As the number of high-performance on-chip peripheral functions supporting a system-on-a-chip (SoC) solution increases, bus traffic overwhelms the standard on-chip buses linking the CPU core to the functions. And unlike current conventional buses that support single-issue CPUs (500 MHz or slower), few defined bus architectures are optimized to operate with CPUs that can clock at 1-GHz and faster.
That dilemma led PMC-Sierra to develop the Fast Device Bus (FDB). This tiered bus architecture with a generic device interface leverages 1-GHz dual-issue superscalar CPUs (see the figure). The FDB's unique two-stage central arbiter grants a device request to the main bus only if the target of the request can accept it.

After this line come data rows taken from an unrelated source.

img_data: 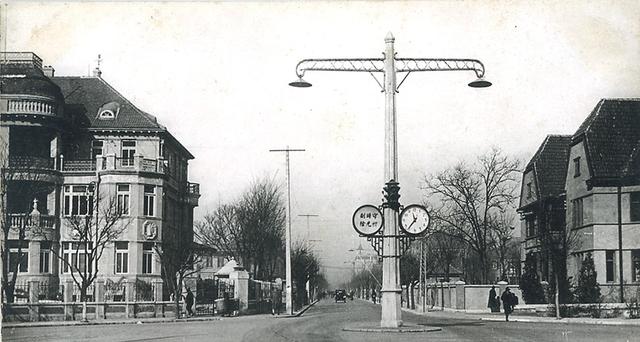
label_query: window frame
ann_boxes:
[142,184,157,217]
[573,157,582,178]
[113,241,129,274]
[571,197,584,228]
[62,184,94,217]
[604,249,616,283]
[120,140,138,167]
[629,191,640,222]
[142,242,153,274]
[116,183,131,216]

Each device is permitted a fixed number of requests to the central arbiter. An innovative flow-control, credit-based arbitration scheme in the central arbiter also recognizes device request priority and guarantees "fair access" to all target devices, including high-contention targets. With this central arbitration scheme, use of the main bus can be scheduled more efficiently without incurring wasted cycles for main bus "retries" and "not acknowledge" responses most other standard bus architectures require.
The first SoC device to implement the FDB, the RM9150MR, is a highly integrated solution that includes the E9000 MIPS processor core, dual 16-kbyte instruction and data caches, and a unified 256-kbyte level 2 cache. The FDB supports the CPU. Two 32-bit PCI ports, two 10/100/1000 Ethernet MACs, a 200-MHz, 64-bit DDR1/DDR2 SDRAM controller, a 600-MHz DDR 8-bit HyperTransport interface, and still other peripherals are tied into the FDB.
The GDI enables very modular SoC designs in which blocks of IP can be easily added or subtracted. The FDB is a 500-MHz, multiple-master shared bus that uses a 128-bit wide multiplexed address and data path. The chip's CPU core will offer speed grades from 600 MHz to 1 GHz, but the first implementation will run at 600 MHz and cost about $85 in moderate lots.